Um dos contos mais interessantes, para não dizer um dos melhores contos nem um dos maiores contos, da literatura baiana tem o belíssimo título: "A moça dos pãezinhos de queijo". E é mesmo um senhor conto, que consta do livro O Largo da Palma, de Adonias Filho. O livro traz ainda outro conto de peso, "Os enforcados", mas foi "Um corpo sem nome", ainda do mesmo volume, que selecionei para integrar a Antologia Panorâmica do Conto Baiano - Século XX, por ser menos conhecido e, portanto, uma escolha menos óbvia. Os seis contos deste livro estão no mesmo patamar de excelência. Talvez os três agora citados sejam mais instigantes. Afunilando mais ainda, creio que, se o leitor todavia não teve a oportunidade de conhecer a literatura de Adonias Filho, a opção pelo conto "A moça dos pãezinhos de queijo" será a experiência mais gratificante. Garanto, jamais esquecerá.
O ficcionista Adonias Filho, dos romances celebrados Corpo Vivo e Luanda Beira Bahia, escreveu novelas e contos do mesmo nível de sua ficção longa. Ainda ensaísta e crítico, membro da Academia Brasileira de Letras, foi diretor da Biblioteca Nacional e seu prestígio até hoje ressoa. Reuniu as novelas e contos nos volumes Léguas da Promissão (1968) e o supracitado O Largo da Palma (1981).
Dos textos de Adonias, seu admirador, o também contista Hélio Pólvora, chama a atenção para a “tragicidade” impingida ao regionalismo moderno. As histórias têm sempre uma sustentação em estruturas equilibradas, numa linguagem sóbria e numa sintaxe original, além de uma nota poética imprevista. Para Pólvora a prosa ficcional de Adonias Filho demonstra a fusão emotiva do autor com os seus temas: "E que melhor esperar de um exímio e complexo contador de histórias, em cuja obra ressoam as vozes de toda a comunidade sul baiana?" (Pólvora, Hélio: "Adonias Filho e a Tragicidade", in O Espaço Interior. Ilhéus: Editora da Universidade Livre do Mar e da Mata, 1999).
Hélio e eu, já está visto, somos leitores de Adonias Filho. Ouso dizer que é a tal "tragicidade" que suscita nossa admiração.

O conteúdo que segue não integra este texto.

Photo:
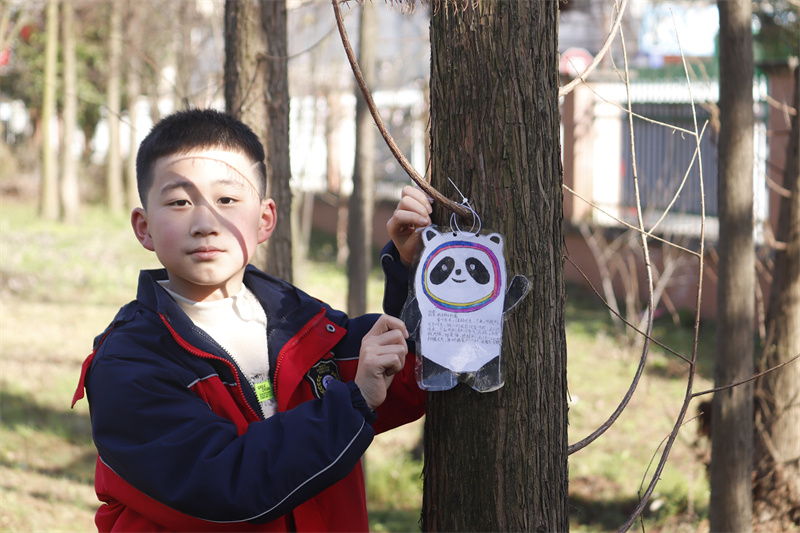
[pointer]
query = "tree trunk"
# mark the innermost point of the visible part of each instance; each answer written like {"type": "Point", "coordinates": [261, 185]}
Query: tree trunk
{"type": "Point", "coordinates": [70, 187]}
{"type": "Point", "coordinates": [498, 461]}
{"type": "Point", "coordinates": [777, 449]}
{"type": "Point", "coordinates": [185, 57]}
{"type": "Point", "coordinates": [133, 90]}
{"type": "Point", "coordinates": [49, 192]}
{"type": "Point", "coordinates": [276, 99]}
{"type": "Point", "coordinates": [362, 200]}
{"type": "Point", "coordinates": [115, 192]}
{"type": "Point", "coordinates": [732, 410]}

domingo, 19 de julho de 2009

LITERATURA E SOFRIMENTO

Gerana Damulakis


Para escrever bem é preciso sofrer, sofrer.
Dostoiévski

Não escondo o quanto gosto de frases de escritores, como elas povoam a minha mente durante o dia, durante a noite. Mas sei reconhecer quando uma bela frase ou uma frase impactante são apenas uma frase bela ou uma frase de impacto.
Como contestar um escritor do quilate de Dostoiévski? Nem é o intuito. Ele foi aquele que, na análise psicológica dos seus personagens, soube, como ninguém, penetrar nas profundezas do ser humano (como bem diria Hélio Pólvora, ou melhor, como disse Hélio no nosso mais recente encontro). E soube mostrar o quanto o sofrimento é uma questão existencial, sem escapatória.
Fiz a pergunta para Aramis Ribeiro Costa: “Você acha que é necessário sofrer para escrever bem?”. Ele disse que sim, só que fomos adiante na decifração do que se chama sofrimento. Ele falou dos conflitos de cada um.
Mais do que a filosofia (sim, filosofia mesmo) de Dostoiévski, mais do que a sabedoria do quanto de dialética uma mente pode carregar, o sofrimento do autor de Crime e Castigo está relacionado ao conflito citado por Aramis e, na sua maneira de observar, está relacionado à capacidade de lidar bem ou mal com a dinâmica da vida.
Talvez o resultado, o escrever bem, não seja apenas consequência de uma carga enorme de sofrimento. Houve quem escrevesse bem e tivesse passado bem pela vida. Contudo, a obra deste não trouxe o debate fundamental, o é isto e é aquilo da dialética, as idiossincrasias que fazem o leitor sentir mais intensamente o grande absurdo que é a vida. Talvez este escritor tenha contado casos, encantado os leitores, mas não levantou perguntas, não mexeu com as interrogações. Ainda assim, um grande escritor, uma obra reconhecida.
Daí me confundo e volto para a frase de Dostoiévski. Vai ficar rodando na minha cabeça, seguramente.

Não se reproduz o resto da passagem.